Stockage du carbone : les acteurs régionaux réclament l’adoption du projet de loi 17

Les intervenants des milieux politique et économique de la région de Thetford sonnent l’alarme une fois de plus et pressent le gouvernement du Québec d’adopter, avant la fin de la session parlementaire prévue ce vendredi, le projet de loi 17 portant notamment sur le stockage géologique du dioxyde de carbone (CO2). Ils craignent que la province ne se prive de 650 M$ d’investissements et d’importantes retombées économiques régionales.

Selon eux, la solution actuellement évoquée de limiter l’encadrement législatif aux projets pilotes ne répondra pas à l’enjeu, car les entreprises québécoises de la filière de captation et de séquestration de CO2 ont déjà franchi cette étape, puis n’apportera pratiquement aucune retombée économique additionnelle au Québec.

L’adoption de ce projet de loi est d’ailleurs très attendue par la firme montréalaise Deep Sky, qui a procédé en décembre dernier à une première injection géologique de carbone sur le site de la mine British Canadian, dans le secteur Black Lake à Thetford Mines. La mise en place d’un cadre réglementaire constitue une condition essentielle au développement d’un projet commercial de stockage de carbone au Québec. Sans celui-ci, l’entreprise a indiqué qu’elle ne pourrait tout simplement pas exercer ses activités dans la province.

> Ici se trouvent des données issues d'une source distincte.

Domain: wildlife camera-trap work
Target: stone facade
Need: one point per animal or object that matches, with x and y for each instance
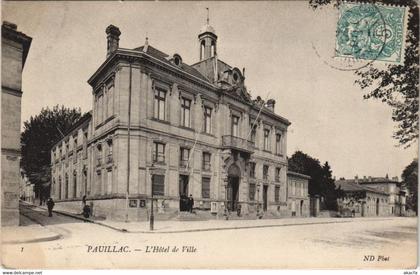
(372, 196)
(162, 129)
(15, 47)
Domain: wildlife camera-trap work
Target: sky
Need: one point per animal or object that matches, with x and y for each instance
(286, 48)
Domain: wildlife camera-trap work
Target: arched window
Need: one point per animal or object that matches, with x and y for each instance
(202, 48)
(74, 184)
(66, 187)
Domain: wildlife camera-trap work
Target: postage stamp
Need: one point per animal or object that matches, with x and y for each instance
(371, 32)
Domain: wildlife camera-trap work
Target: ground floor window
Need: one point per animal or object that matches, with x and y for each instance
(277, 193)
(205, 188)
(252, 191)
(158, 185)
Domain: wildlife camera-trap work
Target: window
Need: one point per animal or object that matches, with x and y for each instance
(100, 109)
(253, 133)
(205, 188)
(59, 187)
(99, 155)
(184, 157)
(207, 120)
(109, 156)
(277, 174)
(277, 193)
(252, 191)
(66, 187)
(67, 147)
(235, 126)
(278, 144)
(159, 152)
(252, 170)
(158, 185)
(266, 139)
(74, 184)
(185, 112)
(265, 172)
(110, 95)
(159, 104)
(206, 161)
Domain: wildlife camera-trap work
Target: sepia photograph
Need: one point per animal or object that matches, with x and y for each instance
(209, 135)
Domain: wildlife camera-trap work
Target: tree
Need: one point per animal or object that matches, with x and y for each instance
(40, 133)
(321, 182)
(397, 85)
(410, 179)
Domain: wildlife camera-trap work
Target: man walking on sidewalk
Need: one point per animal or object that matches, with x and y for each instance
(50, 205)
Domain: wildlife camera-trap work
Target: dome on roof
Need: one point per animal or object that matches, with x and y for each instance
(207, 28)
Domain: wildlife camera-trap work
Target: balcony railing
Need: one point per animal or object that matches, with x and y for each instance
(183, 163)
(206, 166)
(237, 143)
(109, 158)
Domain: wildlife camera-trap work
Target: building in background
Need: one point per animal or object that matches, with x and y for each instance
(14, 49)
(164, 129)
(373, 196)
(297, 196)
(26, 190)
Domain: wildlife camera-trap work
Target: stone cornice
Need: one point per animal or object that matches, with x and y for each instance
(145, 59)
(11, 91)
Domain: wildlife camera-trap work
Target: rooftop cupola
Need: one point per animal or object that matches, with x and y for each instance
(113, 39)
(208, 40)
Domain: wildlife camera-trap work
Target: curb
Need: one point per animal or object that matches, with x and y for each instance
(35, 240)
(223, 228)
(192, 230)
(54, 237)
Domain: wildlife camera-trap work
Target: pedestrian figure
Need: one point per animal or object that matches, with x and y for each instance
(50, 205)
(190, 203)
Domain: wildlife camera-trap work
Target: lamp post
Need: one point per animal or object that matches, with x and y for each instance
(258, 199)
(152, 217)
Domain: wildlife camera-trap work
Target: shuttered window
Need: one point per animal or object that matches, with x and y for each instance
(158, 186)
(205, 188)
(252, 191)
(277, 193)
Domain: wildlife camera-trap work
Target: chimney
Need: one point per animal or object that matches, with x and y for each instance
(113, 38)
(270, 104)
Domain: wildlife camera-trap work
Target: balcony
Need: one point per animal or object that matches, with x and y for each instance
(109, 159)
(236, 143)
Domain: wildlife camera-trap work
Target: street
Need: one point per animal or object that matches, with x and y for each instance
(385, 242)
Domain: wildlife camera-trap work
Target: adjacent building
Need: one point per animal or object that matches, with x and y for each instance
(14, 49)
(372, 196)
(162, 129)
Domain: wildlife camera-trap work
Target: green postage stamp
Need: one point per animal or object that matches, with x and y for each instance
(371, 32)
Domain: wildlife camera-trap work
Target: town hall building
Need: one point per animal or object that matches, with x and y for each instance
(161, 130)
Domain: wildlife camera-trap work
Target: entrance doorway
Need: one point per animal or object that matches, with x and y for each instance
(265, 190)
(183, 193)
(301, 208)
(232, 193)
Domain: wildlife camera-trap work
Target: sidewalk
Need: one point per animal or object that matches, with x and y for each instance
(27, 232)
(174, 226)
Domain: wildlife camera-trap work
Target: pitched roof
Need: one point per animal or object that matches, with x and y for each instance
(166, 58)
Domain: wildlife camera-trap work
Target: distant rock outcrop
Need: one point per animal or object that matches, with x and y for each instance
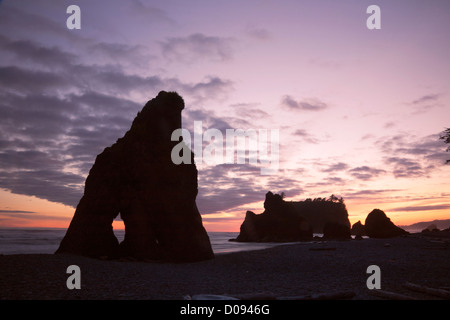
(378, 225)
(295, 221)
(156, 199)
(336, 231)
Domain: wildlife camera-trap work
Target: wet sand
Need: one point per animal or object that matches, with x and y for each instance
(284, 271)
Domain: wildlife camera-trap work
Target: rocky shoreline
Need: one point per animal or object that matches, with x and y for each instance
(303, 269)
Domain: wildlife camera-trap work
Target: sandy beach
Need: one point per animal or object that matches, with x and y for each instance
(284, 271)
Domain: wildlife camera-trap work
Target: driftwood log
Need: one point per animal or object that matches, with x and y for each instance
(390, 295)
(431, 291)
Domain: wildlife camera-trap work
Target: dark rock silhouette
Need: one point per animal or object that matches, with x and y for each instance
(292, 221)
(378, 225)
(336, 231)
(155, 198)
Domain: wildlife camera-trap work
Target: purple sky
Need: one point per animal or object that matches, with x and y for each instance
(359, 111)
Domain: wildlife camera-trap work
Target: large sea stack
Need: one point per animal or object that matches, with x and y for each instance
(155, 198)
(295, 220)
(378, 225)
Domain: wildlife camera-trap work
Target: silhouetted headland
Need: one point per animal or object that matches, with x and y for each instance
(156, 199)
(287, 221)
(377, 225)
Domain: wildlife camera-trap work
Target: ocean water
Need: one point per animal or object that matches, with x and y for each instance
(47, 240)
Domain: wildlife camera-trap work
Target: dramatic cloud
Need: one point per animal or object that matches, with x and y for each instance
(59, 111)
(196, 47)
(305, 105)
(410, 156)
(336, 167)
(307, 137)
(365, 172)
(422, 208)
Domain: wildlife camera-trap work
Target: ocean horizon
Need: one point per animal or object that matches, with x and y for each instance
(47, 240)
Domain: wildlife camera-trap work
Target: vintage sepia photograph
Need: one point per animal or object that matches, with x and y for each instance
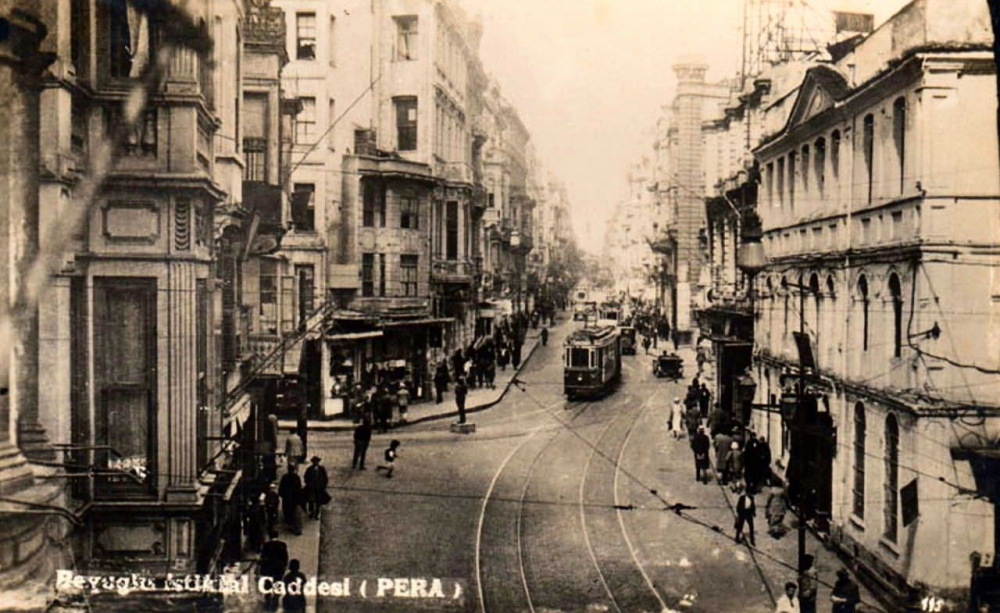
(499, 306)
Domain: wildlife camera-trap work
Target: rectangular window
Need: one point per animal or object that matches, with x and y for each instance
(381, 274)
(406, 37)
(305, 36)
(373, 204)
(896, 231)
(331, 116)
(406, 122)
(304, 207)
(268, 296)
(368, 274)
(868, 146)
(409, 213)
(255, 137)
(305, 122)
(451, 230)
(332, 41)
(125, 378)
(306, 277)
(408, 268)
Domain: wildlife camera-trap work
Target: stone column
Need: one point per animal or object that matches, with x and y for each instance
(21, 64)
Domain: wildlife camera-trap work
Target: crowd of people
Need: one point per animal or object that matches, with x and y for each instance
(742, 462)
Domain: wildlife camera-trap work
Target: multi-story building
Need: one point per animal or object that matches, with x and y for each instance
(876, 176)
(680, 187)
(150, 209)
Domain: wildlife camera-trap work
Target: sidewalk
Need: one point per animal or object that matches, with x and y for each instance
(477, 399)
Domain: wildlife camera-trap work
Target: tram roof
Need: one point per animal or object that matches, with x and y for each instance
(588, 336)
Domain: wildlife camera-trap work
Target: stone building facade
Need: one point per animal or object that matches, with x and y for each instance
(875, 178)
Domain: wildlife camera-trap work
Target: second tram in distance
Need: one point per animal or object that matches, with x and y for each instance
(593, 363)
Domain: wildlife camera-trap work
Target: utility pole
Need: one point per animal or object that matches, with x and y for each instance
(799, 418)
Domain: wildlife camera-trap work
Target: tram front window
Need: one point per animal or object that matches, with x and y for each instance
(579, 358)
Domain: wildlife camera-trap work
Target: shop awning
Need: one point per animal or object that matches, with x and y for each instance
(353, 336)
(418, 322)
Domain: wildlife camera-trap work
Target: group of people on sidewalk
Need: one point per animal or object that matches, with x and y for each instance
(743, 463)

À ce jour, six provinces canadiennes ont déjà adopté un cadre réglementaire adapté au stockage géologique du CO2 : l’Alberta, la Saskatchewan, la Colombie-Britannique, le Manitoba, l’Ontario et la Nouvelle-Écosse. Les entreprises qui y sont implantées bénéficient d’un environnement clair et prévisible pour accélérer leur passage à la commercialisation et accéder à l’important crédit fédéral d’investissement, qui peut rembourser jusqu’à 60 % des dépenses admissibles.

« La MRC des Appalaches refuse de regarder passer l’avenir sans agir. Le projet de loi 17 n’est pas une option, c’est une nécessité stratégique pour notre région et l’ensemble du Québec. Derrière ce cadre légal, il y a une expertise locale, des entreprises, des emplois, des millions de dollars d’investissement et une occasion unique de positionner notre territoire comme chef de file de l’économie circulaire. Ne pas agir maintenant, ce serait renoncer à notre potentiel et plonger ce secteur économique dans une période d’incertitude. Nous demandons au gouvernement de faire preuve de leadership », a mentionné le préfet Jean-François Roy.

De son côté, le directeur général de la MRC des Appalaches, Rick Lavergne, a souligné que tous les éléments sont en place pour aller de l’avant : les entreprises sont prêtes, les investisseurs sont au rendez-vous, les technologies sont développées, les projets pilotes sont réalisés et le territoire est mobilisé. « Il ne manque qu’une seule chose : la volonté politique. Nous demandons au gouvernement du Québec de s’aligner sur la volonté de notre région et de donner à nos entreprises le cadre réglementaire dont elles ont besoin pour investir, créer des emplois et développer ici, au Québec, une filière industrielle d’avenir. »

Pour le maire de Thetford Mines, Marc-Alexandre Brousseau, au-delà de la perte potentielle de 650 M$ d’investissements, c’est un projet contribuant à sauver la planète qui risque de s’établir à l’extérieur du Québec. Quant à la directrice générale par intérim de la Chambre de commerce et d’industrie de la région de Thetford, Josée Durand, elle soutient que l’adoption du projet de loi 17 est indispensable pour assurer la compétitivité des entreprises et la vitalité économique du territoire.

La directrice générale du Pôle économique vert de Chaudière-Appalaches, Chantal Gauvin, juge inacceptable que des entreprises québécoises ayant développé leur technologie et leur savoir-faire dans la province soient contraintes de poursuivre leurs activités ailleurs. Elle estime que le projet de loi 17 est la clé de leur avenir au Québec.

Les intervenants ont rappelé que le gouvernement du Québec sait depuis 2023 qu’un cadre réglementaire est indispensable au déploiement commercial des projets de captage et de séquestration du CO2. Ils déplorent toutefois que le projet de loi n’ait été déposé à l’Assemblée nationale que le 5 février dernier.